Credit Unions May Have Opportunity to Address ‘Tax Anxiety’ Being Felt by Many, Says J.D. Power

TROY, Mich.–With the April 18 tax day approaching, new research from J.D. Power suggests credit unions have an opportunity to reduce the “tax anxiety” being felt by many this year.

According to the latest J.D. Power data, more than three-fourths (76%) of bank customers in the United States have some sort of worries about their taxes, and 21% say they have more fears about this tax season than normal.

“That’s noteworthy, because many customers use their tax returns to inject some much-needed capital into their finances,” J.D. Power said. “And with just 33% of respondents financially healthy customers may need some help in navigating this tax season to avoid further financial worries.”

A Stagnant Landscape

According to J.D. Power, as the end of Q1 approaches, there has been no noteworthy change in overall financial health. One-third (33%) of respondents are financially healthy, while 41% are vulnerable, the company said.

In addition, it reported the  overall level of inflation recognition also remains unchanged at 66%. The percentage of customers that said the price of goods are increasing faster than their income is virtually identical to the February 2023 report, as well, J.D. Power added.

Tax Troubles

“With the financial landscape relatively unchanged, customers enter a tax season filled with new filing requirements and thresholds with some consternation,” J.D. Power said.

Among the company’s findings:

  • Nearly half (48%) of bank customers say they complete their taxes themselves (38% using software, 10% without software), while 35% say they use a service or a preparer.
  • The stressed (45%) and overextended (43%) are most likely to use a software to complete their taxes themselves, while financially healthy customers (41%) are most likely to use a preparer.
  • Bank customers’ worries center on the fear of sticker shock, as 20% worry that they’ll end up owing more than planned, and 16% fear they may not get any refund. “Both of those scenarios would mean a huge financial setback to customers, many of whom rely on the liquidity to help them pay down debt or keep up with existing expenses,” J.D. Power stated.
  • What’s more, half of bank customers (50%) say it is somewhat of a burden to make their tax payment, and 17% say it is an extreme burden.

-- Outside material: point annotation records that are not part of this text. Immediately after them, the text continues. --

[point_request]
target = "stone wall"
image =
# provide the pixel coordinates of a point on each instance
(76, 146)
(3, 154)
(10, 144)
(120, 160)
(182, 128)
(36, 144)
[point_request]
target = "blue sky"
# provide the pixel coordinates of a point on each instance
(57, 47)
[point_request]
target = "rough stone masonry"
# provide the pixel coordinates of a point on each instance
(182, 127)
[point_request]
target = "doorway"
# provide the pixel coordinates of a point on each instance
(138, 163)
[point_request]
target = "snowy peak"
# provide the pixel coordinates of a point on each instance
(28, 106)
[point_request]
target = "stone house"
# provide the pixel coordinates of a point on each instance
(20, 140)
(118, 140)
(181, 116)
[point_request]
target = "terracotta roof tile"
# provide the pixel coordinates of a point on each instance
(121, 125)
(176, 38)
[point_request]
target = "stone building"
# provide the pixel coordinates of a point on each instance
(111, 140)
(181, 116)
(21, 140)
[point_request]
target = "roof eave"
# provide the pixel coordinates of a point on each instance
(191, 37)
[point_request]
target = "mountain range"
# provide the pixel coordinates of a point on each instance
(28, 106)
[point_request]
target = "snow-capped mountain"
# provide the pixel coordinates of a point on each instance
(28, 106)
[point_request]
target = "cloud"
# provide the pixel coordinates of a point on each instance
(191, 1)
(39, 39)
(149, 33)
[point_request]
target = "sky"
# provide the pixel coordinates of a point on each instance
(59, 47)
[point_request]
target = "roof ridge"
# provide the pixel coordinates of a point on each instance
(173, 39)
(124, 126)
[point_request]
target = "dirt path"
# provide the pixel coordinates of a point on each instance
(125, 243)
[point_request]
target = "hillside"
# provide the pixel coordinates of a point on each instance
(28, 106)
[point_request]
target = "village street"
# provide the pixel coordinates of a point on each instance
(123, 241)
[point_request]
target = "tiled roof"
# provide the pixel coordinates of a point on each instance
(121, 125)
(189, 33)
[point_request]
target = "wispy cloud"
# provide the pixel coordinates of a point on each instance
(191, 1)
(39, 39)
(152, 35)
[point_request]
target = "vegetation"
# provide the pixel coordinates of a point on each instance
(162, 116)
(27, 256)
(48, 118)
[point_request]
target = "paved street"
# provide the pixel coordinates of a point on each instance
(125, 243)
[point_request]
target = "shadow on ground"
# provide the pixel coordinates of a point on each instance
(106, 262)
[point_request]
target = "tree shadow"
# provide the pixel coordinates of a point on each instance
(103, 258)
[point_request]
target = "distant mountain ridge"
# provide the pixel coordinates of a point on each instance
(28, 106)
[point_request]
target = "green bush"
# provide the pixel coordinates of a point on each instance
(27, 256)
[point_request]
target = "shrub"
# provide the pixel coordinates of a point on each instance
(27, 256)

Of banking customers that have tax repayment, J.D. Power reported 21% are creating new debt by either borrowing from a friend or family member (11%) or taking out a loan (10%) to make that payment. Another 9% said they don’t know where they will get the money for tax repayment.

CUs to the Rescue

J.D. Power said that as customers contend with this anxiety, financial institutions are hoping to step up and help guide their customers through it.

“Some fintech firms are rising to meet this challenge, helping banks install solutions that help their customers make tax-savvy decisions all year long,” J.D. Power said. “Yet just 38% say they have received any messaging about tax assistance at all.

“While it is encouraging that even a small percentage (12%) of customers indicate having received three or more types of messaging on tax assistance, the market for that help is far more robust,” J.D. Power continued. “Nearly half (46%) of the vulnerable population and 61% of the stressed population don’t know if they received tax advice from their banks, which clearly shows banks need to find a way to be more proactive and clear in their messaging, particularly to the customers that need it the most.”

Building Trust

According to J.D. Power, there remains a “wide-open space” for both more fintech firms and traditional incumbents to offer services that could bring advantages to customers and their financial institutions.

“Some customers, particularly those under-40, say their biggest tax worry is trusting their preparer (9%),” J.D. Power said. “That number is three-times higher than the over-40 population (3%). If a bank, especially one that has their customers’ trust already, can help a customer make better tax decisions and ultimately get a better return, that customer will likely be far more inclined to stay in-house when using that return, whether that’s in the form of making a down payment on a home, taking out an auto loan, or paying down debt.”

Challengers Offer a Challenge

J.D. Power said some

challenger brands are already rising to meet this challenge, including:

  • CashApp, which acquired Credit Karma Tax in 2020. It offers both federal and state tax preparation services at no charge, on top of offering traditional services around banking, investing, or sending and receiving money
  • SoFi, offer everything from basic banking services and credit cards to mortgages and loan refinancing and investing, and even comparison shopping for insurance. But not tax preparation.

What the Data Show

“Data consistently show that as customers use more bank services successfully, they become further engaged and, therefore, less likely to leave the branch and less likely to move deposits elsewhere,” J.D. Power said. “If banks can bolster their services with tax solutions that can have a meaningful effect for their customers, they’ll likely see a significant return on their investment.”